Abri a porta com a bronca na ponta da língua, mas minha voz sumiu diante do meu espanto ao vê-la. Ela estava tão magra que suas saboneteiras estavam pontudas, como se estivessem prestes a me dar um tiro.

— Por que essa demora toda para atender? — ela bradou, invadindo a sala. — Tá sol aqui fora. Eu fiz peeling há menos de sete dias.

A insolência fez minha breve compaixão pelo seu estado cadavérico ir embora.

— O que você quer, Lorelay? — cruzei os braços e a encarei.

— Quantas vezes eu tenho que te pedir para não me chamar assim?

— Até onde eu sei, esse é o seu nome.

— Mas eu não uso ele inteiro e você sabe disso.

Tranquei a porta e me virei de volta para ela, respirando fundo.

— O que você tá fazendo aqui, Lore Houston? — ironizei seu bendito nome artístico, que renegava nosso sobrenome verdadeiro.

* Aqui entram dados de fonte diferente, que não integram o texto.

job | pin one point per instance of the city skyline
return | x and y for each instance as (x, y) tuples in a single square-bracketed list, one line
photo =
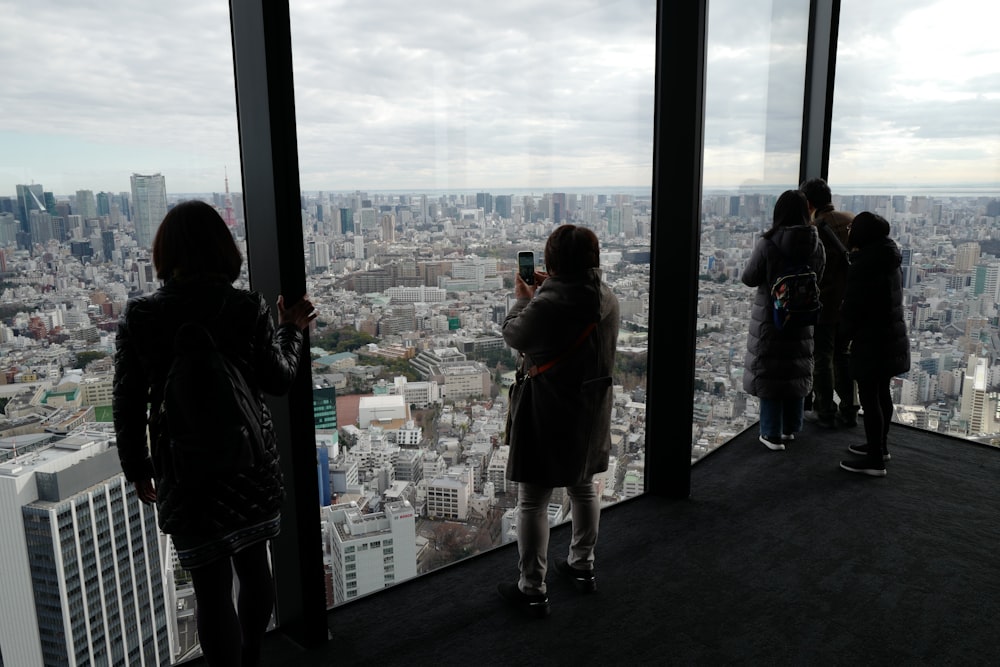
[(419, 110)]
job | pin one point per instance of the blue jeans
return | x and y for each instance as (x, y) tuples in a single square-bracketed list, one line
[(780, 416)]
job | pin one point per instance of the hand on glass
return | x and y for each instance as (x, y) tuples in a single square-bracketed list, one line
[(301, 314)]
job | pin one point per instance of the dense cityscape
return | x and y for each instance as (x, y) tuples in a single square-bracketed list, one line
[(410, 373)]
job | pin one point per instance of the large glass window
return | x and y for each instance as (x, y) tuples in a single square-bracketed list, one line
[(916, 138), (110, 114), (753, 127), (433, 147)]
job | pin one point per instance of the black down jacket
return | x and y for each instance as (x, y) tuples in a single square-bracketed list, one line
[(241, 324), (872, 316), (779, 364)]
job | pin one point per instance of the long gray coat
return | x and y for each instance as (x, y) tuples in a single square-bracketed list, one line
[(779, 364), (564, 435)]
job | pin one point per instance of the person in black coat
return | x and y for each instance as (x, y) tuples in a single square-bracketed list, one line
[(874, 321), (217, 524)]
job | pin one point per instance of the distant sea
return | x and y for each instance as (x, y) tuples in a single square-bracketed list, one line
[(644, 192), (959, 190), (635, 191)]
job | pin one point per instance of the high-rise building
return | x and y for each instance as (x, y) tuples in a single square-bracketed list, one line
[(365, 553), (103, 200), (484, 200), (149, 200), (325, 407), (503, 205), (86, 204), (967, 256), (9, 227), (82, 579), (29, 198)]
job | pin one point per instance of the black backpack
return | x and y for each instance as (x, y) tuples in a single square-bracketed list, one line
[(795, 296), (210, 416)]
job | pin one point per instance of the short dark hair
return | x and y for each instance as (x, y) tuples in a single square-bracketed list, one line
[(194, 240), (571, 251), (817, 192), (790, 209)]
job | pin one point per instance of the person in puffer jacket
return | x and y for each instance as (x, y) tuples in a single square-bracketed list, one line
[(222, 524), (778, 367)]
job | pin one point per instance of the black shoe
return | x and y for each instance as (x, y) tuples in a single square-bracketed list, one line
[(774, 444), (533, 605), (864, 467), (862, 450), (583, 579), (846, 422)]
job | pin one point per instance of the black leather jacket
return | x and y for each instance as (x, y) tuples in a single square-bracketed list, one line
[(241, 324)]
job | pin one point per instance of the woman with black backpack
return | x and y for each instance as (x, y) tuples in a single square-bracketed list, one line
[(218, 497), (779, 361)]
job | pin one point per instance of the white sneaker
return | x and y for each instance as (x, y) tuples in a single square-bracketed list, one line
[(773, 446)]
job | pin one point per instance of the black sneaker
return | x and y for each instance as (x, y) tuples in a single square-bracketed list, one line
[(775, 445), (583, 579), (862, 450), (533, 605), (864, 467), (846, 422)]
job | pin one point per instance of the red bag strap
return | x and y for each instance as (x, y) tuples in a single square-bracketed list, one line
[(538, 370)]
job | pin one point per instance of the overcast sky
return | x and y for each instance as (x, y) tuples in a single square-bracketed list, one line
[(409, 96)]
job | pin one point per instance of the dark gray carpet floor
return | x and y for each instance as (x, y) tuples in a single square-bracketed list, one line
[(777, 558)]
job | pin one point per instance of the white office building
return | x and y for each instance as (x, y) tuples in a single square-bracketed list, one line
[(81, 581), (149, 204), (368, 552)]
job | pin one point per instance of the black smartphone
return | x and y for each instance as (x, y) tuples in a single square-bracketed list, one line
[(526, 266)]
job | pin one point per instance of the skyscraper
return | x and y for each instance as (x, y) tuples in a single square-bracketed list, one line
[(86, 204), (82, 569), (29, 198), (149, 199)]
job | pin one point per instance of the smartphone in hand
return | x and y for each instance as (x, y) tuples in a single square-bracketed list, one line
[(526, 266)]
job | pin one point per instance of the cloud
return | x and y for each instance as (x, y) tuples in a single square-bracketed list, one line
[(414, 95)]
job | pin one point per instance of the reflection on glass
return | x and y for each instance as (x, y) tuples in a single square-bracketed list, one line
[(915, 139), (115, 118), (434, 146)]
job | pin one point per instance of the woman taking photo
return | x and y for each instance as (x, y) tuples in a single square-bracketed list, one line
[(219, 520), (565, 325)]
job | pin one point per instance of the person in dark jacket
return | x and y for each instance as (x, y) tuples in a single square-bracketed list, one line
[(830, 351), (778, 366), (565, 326), (874, 321), (224, 524)]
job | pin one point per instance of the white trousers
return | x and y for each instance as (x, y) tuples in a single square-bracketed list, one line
[(533, 531)]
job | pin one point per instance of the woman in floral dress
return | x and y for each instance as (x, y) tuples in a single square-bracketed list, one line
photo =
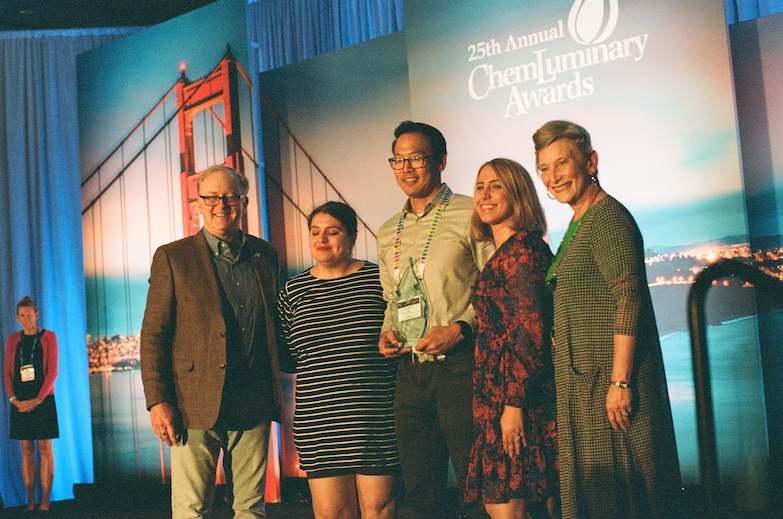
[(513, 462)]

Ela se sentou no sofá, cruzando uma perna sobre a outra de forma elegante, ainda que aflita. Olhando para a minha irmã, me perguntei se ela vinha comendo na mesma frequência que aparava o seu chanel loiro batido na nuca. Lorelay estava parecendo uma caveira de peruca.

— Eu estou com um problemão e só você pode me ajudar.

Soltei o ar pela boca. Encrencas não eram uma novidade quando o assunto era Lorelay, mas há muito tempo nós não éramos mais crianças. Fazia anos que eu não era mais a irmã que resolvia tudo para ela, muitas vezes pagando o pato em seu lugar.

— O que você aprontou dessa vez? – perguntei.

— Eu conheci o amor da minha vida.

Gargalhei e joguei a cabeça para trás. Não era possível uma coisa dessa. Ela tinha batido na minha porta àquela hora para me contar piada?